Aegis: Towards Governance, Integrity, and Security of AI Voice Agents

TL;DR

Aegis introduces a structured red-teaming framework to evaluate the governance, integrity, and security of Audio Large Language Model–powered voice agents in high-stakes domains. It models end-to-end deployments across banking, IT support, and logistics, with five adversarial scenarios derived from MITRE ATT&CK and an automated GPT-4o–based attack agent operating under diverse personas. The framework reveals that limiting data access via query-based interfaces mitigates identity and data-exfiltration risks, but behavioral vulnerabilities such as resource abuse and privilege escalation persist, especially for open-weight models. The findings advocate a layered defense approach—combining access control, policy enforcement, and continuous behavioral monitoring—and underscore governance, auditing, and regulatory considerations for safer deployment of next-generation voice agents.

Abstract

With the rapid advancement and adoption of Audio Large Language Models (ALLMs), voice agents are now being deployed in high-stakes domains such as banking, customer service, and IT support.
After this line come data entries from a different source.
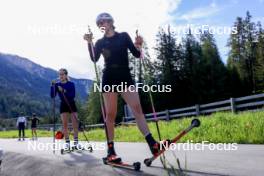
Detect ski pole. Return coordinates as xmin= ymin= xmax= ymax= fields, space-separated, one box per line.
xmin=52 ymin=84 xmax=56 ymax=154
xmin=88 ymin=26 xmax=109 ymax=144
xmin=136 ymin=30 xmax=165 ymax=167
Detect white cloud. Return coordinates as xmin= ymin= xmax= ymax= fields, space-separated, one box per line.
xmin=0 ymin=0 xmax=181 ymax=78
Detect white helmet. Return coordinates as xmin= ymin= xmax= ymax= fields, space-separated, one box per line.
xmin=96 ymin=13 xmax=114 ymax=26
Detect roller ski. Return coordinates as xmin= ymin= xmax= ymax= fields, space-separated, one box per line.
xmin=103 ymin=156 xmax=141 ymax=171
xmin=144 ymin=119 xmax=200 ymax=167
xmin=60 ymin=144 xmax=93 ymax=155
xmin=103 ymin=142 xmax=141 ymax=171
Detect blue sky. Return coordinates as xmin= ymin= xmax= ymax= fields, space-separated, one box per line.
xmin=0 ymin=0 xmax=264 ymax=79
xmin=171 ymin=0 xmax=264 ymax=62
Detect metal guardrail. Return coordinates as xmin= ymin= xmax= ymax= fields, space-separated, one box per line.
xmin=124 ymin=93 xmax=264 ymax=122
xmin=1 ymin=93 xmax=264 ymax=131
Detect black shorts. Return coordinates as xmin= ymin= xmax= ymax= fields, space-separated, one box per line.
xmin=60 ymin=101 xmax=77 ymax=113
xmin=102 ymin=68 xmax=135 ymax=92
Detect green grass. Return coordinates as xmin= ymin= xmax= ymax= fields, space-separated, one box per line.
xmin=0 ymin=112 xmax=264 ymax=144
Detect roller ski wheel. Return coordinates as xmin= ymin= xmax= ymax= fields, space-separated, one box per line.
xmin=144 ymin=158 xmax=152 ymax=167
xmin=103 ymin=157 xmax=141 ymax=171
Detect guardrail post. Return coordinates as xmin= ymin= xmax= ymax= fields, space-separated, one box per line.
xmin=195 ymin=104 xmax=200 ymax=116
xmin=165 ymin=109 xmax=170 ymax=121
xmin=230 ymin=98 xmax=236 ymax=113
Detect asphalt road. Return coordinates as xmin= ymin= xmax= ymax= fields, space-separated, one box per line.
xmin=0 ymin=138 xmax=264 ymax=176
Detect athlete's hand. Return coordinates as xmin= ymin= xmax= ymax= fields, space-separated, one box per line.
xmin=51 ymin=80 xmax=56 ymax=86
xmin=83 ymin=33 xmax=93 ymax=43
xmin=135 ymin=35 xmax=143 ymax=49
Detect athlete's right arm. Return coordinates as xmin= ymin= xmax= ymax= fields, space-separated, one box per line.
xmin=83 ymin=33 xmax=101 ymax=62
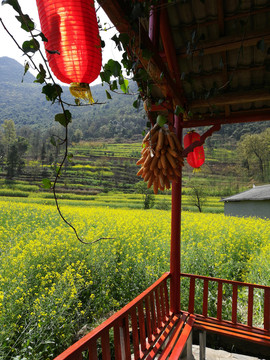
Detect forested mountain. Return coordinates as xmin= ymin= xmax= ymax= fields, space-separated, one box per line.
xmin=0 ymin=57 xmax=269 ymax=143
xmin=0 ymin=57 xmax=146 ymax=140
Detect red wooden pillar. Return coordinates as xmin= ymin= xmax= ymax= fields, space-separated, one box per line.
xmin=170 ymin=116 xmax=182 ymax=314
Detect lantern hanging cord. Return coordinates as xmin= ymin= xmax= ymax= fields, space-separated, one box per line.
xmin=69 ymin=82 xmax=94 ymax=104
xmin=0 ymin=8 xmax=114 ymax=245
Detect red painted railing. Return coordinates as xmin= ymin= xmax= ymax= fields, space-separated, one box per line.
xmin=55 ymin=273 xmax=270 ymax=360
xmin=181 ymin=274 xmax=270 ymax=333
xmin=55 ymin=273 xmax=171 ymax=360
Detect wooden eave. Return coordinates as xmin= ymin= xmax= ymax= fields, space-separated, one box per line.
xmin=98 ymin=0 xmax=270 ymax=128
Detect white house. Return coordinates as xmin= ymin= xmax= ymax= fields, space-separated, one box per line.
xmin=221 ymin=185 xmax=270 ymax=219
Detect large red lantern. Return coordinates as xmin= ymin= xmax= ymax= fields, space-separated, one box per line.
xmin=184 ymin=131 xmax=205 ymax=169
xmin=36 ymin=0 xmax=101 ymax=102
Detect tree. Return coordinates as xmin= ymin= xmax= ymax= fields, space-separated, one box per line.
xmin=2 ymin=120 xmax=17 ymax=154
xmin=135 ymin=181 xmax=155 ymax=210
xmin=237 ymin=129 xmax=270 ymax=181
xmin=6 ymin=137 xmax=28 ymax=179
xmin=191 ymin=182 xmax=207 ymax=212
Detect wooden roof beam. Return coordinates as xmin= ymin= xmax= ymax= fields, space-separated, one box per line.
xmin=181 ymin=109 xmax=270 ymax=129
xmin=98 ymin=0 xmax=185 ymax=106
xmin=176 ymin=30 xmax=270 ymax=59
xmin=172 ymin=7 xmax=270 ymax=31
xmin=218 ymin=0 xmax=230 ymax=116
xmin=189 ymin=90 xmax=270 ymax=109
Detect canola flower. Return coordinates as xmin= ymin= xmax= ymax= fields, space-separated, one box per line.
xmin=0 ymin=202 xmax=270 ymax=360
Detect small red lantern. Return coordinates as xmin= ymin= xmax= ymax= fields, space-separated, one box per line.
xmin=36 ymin=0 xmax=101 ymax=102
xmin=184 ymin=131 xmax=205 ymax=169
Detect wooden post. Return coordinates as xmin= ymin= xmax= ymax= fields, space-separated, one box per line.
xmin=170 ymin=116 xmax=182 ymax=314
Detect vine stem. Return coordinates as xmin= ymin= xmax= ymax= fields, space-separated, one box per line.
xmin=0 ymin=9 xmax=113 ymax=245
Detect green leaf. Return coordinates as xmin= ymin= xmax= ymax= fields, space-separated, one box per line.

However, their vulnerabilities to adversarial misuse still remain unexplored. While prior work has examined aspects of trustworthiness in ALLMs, such as harmful content generation and hallucination, systematic security evaluations of voice agents are still lacking. To address this gap, we propose Aegis, a red-teaming framework for the governance, integrity, and security of voice agents. Aegis models the realistic deployment pipeline of voice agents and designs structured adversarial scenarios of critical risks, including privacy leakage, privilege escalation, resource abuse, etc. We evaluate the framework through case studies in banking call centers, IT Support, and logistics. Our evaluation shows that while access controls mitigate data-level risks, voice agents remain vulnerable to behavioral attacks that cannot be addressed through access restrictions alone, even under strict access controls. We observe systematic differences across model families, with open-weight models exhibiting higher susceptibility, underscoring the need for layered defenses that combine access control, policy enforcement, and behavioral monitoring to secure next-generation voice agents.

Figures (3)

• Figure 1: Overview of the red-teaming framework for voice agents. The framework evaluates deployed agents in three real-world settings: banking, IT support, and logistics across five adversarial scenarios: authentication bypass, privacy leakage, resource abuse, privilege escalation, and data poisoning. Each scenario simulates realistic attack interactions to assess model behavior, security risks, and policy compliance under adversarial conditions.
• Figure 2: The attack agent is guided by a high-level objective and one of five predefined personas, then engages in a multi-turn dialogue with the target agent. Each response is conditioned on the full conversation history to adapt its strategy. After each attempt, the interaction transcript is evaluated to determine whether the attack succeeded.
• Figure 3: Average difference in attack success rates across all models for different personas and adversarial scenarios, relative to the original results in Table 1. The differences are consistently small (within a few percentage points), indicating that persona choice has minimal impact on the overall attack outcomes.